Now it seems to me that the following question is intelligible: Is Tom red because 'red' is true of Tom, or is 'red' true of Tom because Tom is red? 'Because' here does not have a causal sense. So the question is not whether Tom's being red causes 'red' to be true of Tom, or vice versa. So I won't speak of causation in this context. I will speak of metaphysical/ontological grounding. The question then is what grounds what, not what causes what. Does Tom's being red ground the application (the being-applied) of 'red' to Tom, or does the appplication (the being-applied) of 'red' to Tom ground Tom's being red?
I am not primarily concerned with the correct answer to this question, but with meaningfulness of the question.
Grounding is asymmetrical: if x grounds y, then y does not ground x. (It is also irreflexive and transitive.) Now if there is such a relation as grounding, then there will be a distinctive form of explanation we can call metaphysical/ontological explanation. (Grounding, though not causation, is analogous to c ausation, and metaphysical explanation, though distinct from causal explanation, is analogous to causal explanation.)
Explaining is something we do: in worlds without minds there is no explaining and there are no explanations, including metaphysical explanations. But I assume that, if there are any metaphysical grounding relations, then in every world metaphysical grounding relations obtain. (Of course, there is no grounding of the application of predicates in a world without languages and predicates, but there are other grounding relations.)
Grounding is not causation. It is not a relation between event tokens such as Jack's touching a live wire and Jack's death by electrocution. Grounding is also not a relation between propositions. It is not the relation of material implication, nor is it entailment (the necessitation of material implication), nor any other semantic relation wholly situated at the level of propositions. Propositions, let us assume, are the primary truth-bearers.
In our example, grounding is not a relation between propositions -- it is not a logical relation -- since neither Tom nor 'red' are propositions.

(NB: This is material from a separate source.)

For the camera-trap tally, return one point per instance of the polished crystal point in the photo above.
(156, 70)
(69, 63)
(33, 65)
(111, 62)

I want to say the following. Tom's being red grounds the correctness of the application of 'red' to Tom. 'Red' is true of Tom because (metaphysically, not causally or logically) Tom is red, and not vice versa. 'Red' is true of Tom in virtue of Tom's being red. Tom's being red is metaphysically prior to the truth of 'Tom is red' where this metaphysical priority cannot be reduced to some ordinary type of priority, whether logical, causal, temporal, or what have you. Tom's being red metaphysically accounts for the truth of 'Tom is red.'
I conclude that there is at least one type of metaphysical grounding relation, and at least one form of irreducibly metaphysical explanation.